Ci viene in mente il fazzoletto nero, con monogramma dell’Arma, indossato dal neo assessore all’Ambiente della Regione Calabria. L’avete visto ( anzi non visto) tutti. Capitan Ultimo, alias Sergio De Caprio, l’uomo che arrestò Totò Riina nel 1993, si è presentato alla conferenza stampa di presentazione della nuova giunta di Jole Santelli, con il volto coperto.
L’ha sempre fatto, da carabiniere. «Devo essere nessuno per tutelarmi» spiega. E aggiunge: «Non lo faccio per fare paura o fare il figo». Intanto, però, è il primo caso di assessore mascherato. Ci si chiede: come affronterà le riunioni di giunta e gli incontri con le categorie? Per non farlo sentire in imbarazzo si metteranno tutti la sciarpa sulla bocca?
Che stia succedendo qualcosa, che si stia affermando un nuovo trend? In aggiunta al trasformismo di alcuni, malattia endemica, ecco il “travestimento”, arte dell’apparire e non apparire, dell’esserci o non esserci. Il che, in politica, avrebbe i suoi vantaggi. Lascerebbe un margine di incertezza. Prendete il governatore Fontana e quel suo ghigno sempre vagamente disgustato. Sotto la mascherina proteggi- virus, sparisce la possibilità di cogliere reazioni in diretta.

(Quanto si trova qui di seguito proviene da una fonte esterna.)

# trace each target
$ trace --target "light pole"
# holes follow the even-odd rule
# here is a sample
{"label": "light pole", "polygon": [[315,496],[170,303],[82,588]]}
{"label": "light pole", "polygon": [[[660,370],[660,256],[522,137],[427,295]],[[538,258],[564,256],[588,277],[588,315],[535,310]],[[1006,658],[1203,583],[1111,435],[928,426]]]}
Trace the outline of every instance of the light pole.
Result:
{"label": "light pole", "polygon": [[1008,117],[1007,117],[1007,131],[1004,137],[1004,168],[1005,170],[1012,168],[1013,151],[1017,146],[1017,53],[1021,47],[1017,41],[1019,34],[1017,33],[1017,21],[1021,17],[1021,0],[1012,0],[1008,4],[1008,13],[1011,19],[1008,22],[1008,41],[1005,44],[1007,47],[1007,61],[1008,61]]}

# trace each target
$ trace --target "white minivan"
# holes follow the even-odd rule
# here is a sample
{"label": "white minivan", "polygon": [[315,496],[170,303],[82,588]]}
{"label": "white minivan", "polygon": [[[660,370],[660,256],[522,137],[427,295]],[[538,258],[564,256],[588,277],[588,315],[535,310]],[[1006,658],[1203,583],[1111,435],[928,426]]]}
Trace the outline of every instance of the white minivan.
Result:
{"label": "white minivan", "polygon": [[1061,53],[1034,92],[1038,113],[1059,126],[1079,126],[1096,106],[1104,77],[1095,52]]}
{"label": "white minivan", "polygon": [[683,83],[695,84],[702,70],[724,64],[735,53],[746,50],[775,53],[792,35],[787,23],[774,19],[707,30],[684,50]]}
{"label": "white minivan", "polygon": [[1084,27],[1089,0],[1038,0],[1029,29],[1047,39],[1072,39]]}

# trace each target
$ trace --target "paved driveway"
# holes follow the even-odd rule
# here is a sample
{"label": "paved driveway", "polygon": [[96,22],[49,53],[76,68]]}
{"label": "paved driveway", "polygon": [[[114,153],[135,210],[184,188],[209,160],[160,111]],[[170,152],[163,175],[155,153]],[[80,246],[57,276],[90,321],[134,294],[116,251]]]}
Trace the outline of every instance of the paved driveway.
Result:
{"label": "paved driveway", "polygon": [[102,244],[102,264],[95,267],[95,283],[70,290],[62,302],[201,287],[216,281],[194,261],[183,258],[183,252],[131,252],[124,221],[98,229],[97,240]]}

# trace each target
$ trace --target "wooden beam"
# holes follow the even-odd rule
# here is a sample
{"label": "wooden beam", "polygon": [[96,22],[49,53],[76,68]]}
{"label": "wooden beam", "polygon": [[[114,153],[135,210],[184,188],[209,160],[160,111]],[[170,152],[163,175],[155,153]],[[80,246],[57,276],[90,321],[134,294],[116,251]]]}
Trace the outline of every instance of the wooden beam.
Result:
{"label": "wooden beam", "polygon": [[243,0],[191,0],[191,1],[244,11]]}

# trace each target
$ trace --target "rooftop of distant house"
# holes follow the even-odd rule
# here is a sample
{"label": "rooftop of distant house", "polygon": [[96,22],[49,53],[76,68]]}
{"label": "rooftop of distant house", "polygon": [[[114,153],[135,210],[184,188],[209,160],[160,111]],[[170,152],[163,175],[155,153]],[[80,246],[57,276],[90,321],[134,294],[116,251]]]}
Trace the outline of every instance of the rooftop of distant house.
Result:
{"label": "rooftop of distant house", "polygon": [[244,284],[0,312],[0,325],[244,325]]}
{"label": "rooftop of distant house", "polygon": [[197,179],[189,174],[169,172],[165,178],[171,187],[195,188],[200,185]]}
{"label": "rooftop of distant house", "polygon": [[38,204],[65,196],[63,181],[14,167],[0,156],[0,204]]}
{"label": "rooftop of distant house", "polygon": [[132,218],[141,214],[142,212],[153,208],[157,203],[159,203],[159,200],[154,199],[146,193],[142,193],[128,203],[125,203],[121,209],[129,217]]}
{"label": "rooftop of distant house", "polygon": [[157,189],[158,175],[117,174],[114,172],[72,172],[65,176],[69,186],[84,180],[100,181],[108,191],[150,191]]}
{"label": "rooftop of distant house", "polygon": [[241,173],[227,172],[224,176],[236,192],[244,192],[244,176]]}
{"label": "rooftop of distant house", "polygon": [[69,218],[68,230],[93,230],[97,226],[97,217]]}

E non è poco: anche lui ne trarrebbe i suoi bei vantaggi...
Diceva Luigi Pirandello: «C’è una maschera per la famiglia, una per la società, una per il lavoro, e quando stai solo resti nessuno».
Per essere qualcuno, e far parlare di lui, il cantante Achille Lauro, a Sanremo, si è mascherato infilandosi in una aderente tutina all glitter, prodotta in Salento e creata da Gucci, nascosta sotto un mantello nero, poi fatto abilmente cadere.
Si è parlato di questo, non della canzone. Esibizionismo del vedo/ non vedo. Il rapper Junior Cally si è presentato al microfono con la maschera antigas, aggeggio che certo non potenzia la qualità della performance. Col senno di poi, quasi una premonizione.
Per dirla alla Agatha Christie: «Un indizio è un indizio, due indizi sono una coincidenza, ma tre indizi fanno una prova». Perciò, se nei prossimi mesi, mascherine, sciarpe , tutine color carne, visiere, elmetti, giacche col bavero alzato, dovessero trovare altri numerosi estimatori pubblici, potremmo cominciare a sospettare che ci si trovi davanti ad una svolta.